Suivre les traitements
« La sortie hospitalière est le premier point de rencontre avec le pharmacien d’officine. Or il y a une urgence absolue à ce que l’ordonnance face l’objet d’une mise en cohérence avec le traitement antérieur », rappelle Jean-François Thébaut, membre du collège de la Haute Autorité de santé (HAS).

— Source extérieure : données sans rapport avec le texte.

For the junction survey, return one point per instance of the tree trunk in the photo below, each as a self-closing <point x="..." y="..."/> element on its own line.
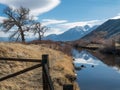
<point x="40" y="38"/>
<point x="22" y="36"/>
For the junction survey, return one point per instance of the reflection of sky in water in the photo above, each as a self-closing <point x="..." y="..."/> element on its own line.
<point x="99" y="77"/>
<point x="85" y="58"/>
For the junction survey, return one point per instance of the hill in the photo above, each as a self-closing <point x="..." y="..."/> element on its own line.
<point x="107" y="30"/>
<point x="72" y="34"/>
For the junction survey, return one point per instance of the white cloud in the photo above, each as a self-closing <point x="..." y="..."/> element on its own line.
<point x="82" y="23"/>
<point x="2" y="34"/>
<point x="116" y="17"/>
<point x="54" y="31"/>
<point x="52" y="21"/>
<point x="60" y="26"/>
<point x="36" y="6"/>
<point x="1" y="19"/>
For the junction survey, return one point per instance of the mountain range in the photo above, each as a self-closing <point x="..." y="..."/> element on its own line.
<point x="72" y="34"/>
<point x="109" y="29"/>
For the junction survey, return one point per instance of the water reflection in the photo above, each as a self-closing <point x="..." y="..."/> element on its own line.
<point x="95" y="75"/>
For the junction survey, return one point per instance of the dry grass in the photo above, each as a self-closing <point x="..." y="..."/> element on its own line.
<point x="62" y="69"/>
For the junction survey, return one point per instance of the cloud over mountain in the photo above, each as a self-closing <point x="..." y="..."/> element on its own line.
<point x="36" y="6"/>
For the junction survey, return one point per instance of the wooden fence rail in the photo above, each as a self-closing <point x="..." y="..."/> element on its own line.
<point x="44" y="63"/>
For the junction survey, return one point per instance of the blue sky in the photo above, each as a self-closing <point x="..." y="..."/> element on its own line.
<point x="60" y="15"/>
<point x="84" y="10"/>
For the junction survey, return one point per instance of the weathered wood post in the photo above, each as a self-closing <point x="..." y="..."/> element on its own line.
<point x="45" y="64"/>
<point x="68" y="87"/>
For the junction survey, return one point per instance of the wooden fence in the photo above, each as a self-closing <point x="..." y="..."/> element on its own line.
<point x="44" y="63"/>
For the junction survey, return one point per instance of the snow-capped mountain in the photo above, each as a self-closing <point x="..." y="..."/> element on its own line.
<point x="111" y="28"/>
<point x="72" y="34"/>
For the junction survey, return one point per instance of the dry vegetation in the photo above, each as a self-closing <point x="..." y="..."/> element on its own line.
<point x="62" y="70"/>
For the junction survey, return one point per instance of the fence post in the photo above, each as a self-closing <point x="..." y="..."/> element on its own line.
<point x="44" y="63"/>
<point x="68" y="87"/>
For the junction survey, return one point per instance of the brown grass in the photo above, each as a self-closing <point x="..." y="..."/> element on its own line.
<point x="61" y="67"/>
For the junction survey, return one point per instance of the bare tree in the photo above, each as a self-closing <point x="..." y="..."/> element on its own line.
<point x="39" y="29"/>
<point x="19" y="21"/>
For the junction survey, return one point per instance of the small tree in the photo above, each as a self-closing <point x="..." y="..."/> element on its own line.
<point x="19" y="21"/>
<point x="39" y="29"/>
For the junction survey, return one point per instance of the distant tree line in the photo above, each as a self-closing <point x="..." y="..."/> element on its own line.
<point x="19" y="21"/>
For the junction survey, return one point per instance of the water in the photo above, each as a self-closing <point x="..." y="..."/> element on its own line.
<point x="94" y="74"/>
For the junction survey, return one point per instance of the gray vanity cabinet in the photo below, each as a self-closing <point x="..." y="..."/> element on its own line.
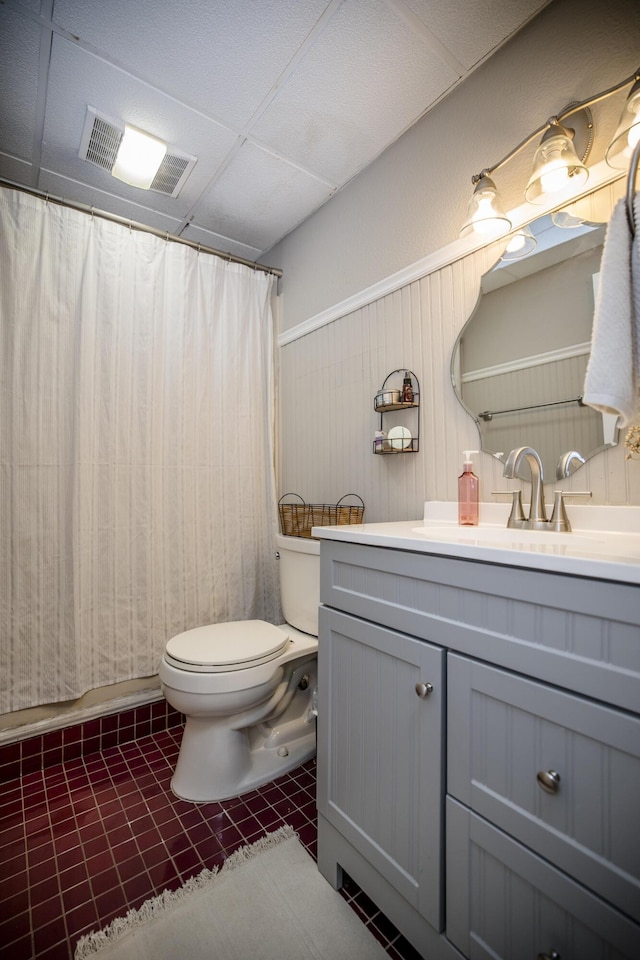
<point x="380" y="762"/>
<point x="529" y="785"/>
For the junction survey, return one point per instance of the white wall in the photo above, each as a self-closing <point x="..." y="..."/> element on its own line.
<point x="413" y="199"/>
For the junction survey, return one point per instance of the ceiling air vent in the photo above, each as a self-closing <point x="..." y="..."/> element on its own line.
<point x="101" y="138"/>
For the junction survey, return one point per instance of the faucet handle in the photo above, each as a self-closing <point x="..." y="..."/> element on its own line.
<point x="516" y="517"/>
<point x="559" y="520"/>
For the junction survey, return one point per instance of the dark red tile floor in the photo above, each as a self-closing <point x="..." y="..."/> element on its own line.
<point x="85" y="841"/>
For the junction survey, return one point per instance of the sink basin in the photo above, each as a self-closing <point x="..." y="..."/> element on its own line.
<point x="508" y="538"/>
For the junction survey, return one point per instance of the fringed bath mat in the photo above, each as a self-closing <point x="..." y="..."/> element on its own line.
<point x="268" y="902"/>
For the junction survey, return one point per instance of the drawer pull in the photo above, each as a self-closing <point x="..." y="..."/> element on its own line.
<point x="549" y="781"/>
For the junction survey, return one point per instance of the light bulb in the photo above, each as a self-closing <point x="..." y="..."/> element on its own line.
<point x="139" y="158"/>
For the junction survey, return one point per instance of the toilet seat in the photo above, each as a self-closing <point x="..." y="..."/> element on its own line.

Un vœu qui est cependant loin de se réaliser, comme le remarque Alain Astier, professeur de pharmacologie et de pharmacie clinique et membre de l’Académie de pharmacie : « Il y a jusqu’à présent une rupture totale entre l’hospitalisation, moment où le patient est materné, et son retour à domicile où il se retrouve seul, dans un vide sidéral. » Selon Alain Astier, cette absence de « lien organique » entre la ville et l’hôpital est tout particulièrement inquiétante dans l’utilisation de certains médicaments innovants. « La plupart du temps, les pharmaciens d’officine, comme les médecins généralistes, n’en connaissent pas les effets indésirables. Or leur toxicité nécessite un suivi dans la vie réelle », décrit-il, suggérant que le recueil de ces données puisse faire partie des nouvelles missions du pharmacien. Tout comme la prévention de l’interruption du traitement. Par exemple avec la chronicisation du cancer, nombre de patients finissent par se lasser de leur traitement. Ainsi, « 30 % des femmes traitées au Tamoxifène ne prennent plus leur médicament au bout d’un an », déplore Alain Astier. Un rôle dans la prévention des ruptures de traitement auquel est également attaché Patrick Ohana, pharmacien membre du réseau de santé en oncologie en Essonne « Essononco », qui a élaboré une procédure de délivrance qui garantit la bonne observance des chimiothérapies.
Si les pharmaciens sont prêts à s’engager dans ces évolutions, celle-ci restent soumises à des accords conventionnels avec l’assurance-maladie. La rémunération des pharmaciens pour ces nouvelles missions est un autre moteur essentiel de ces changements.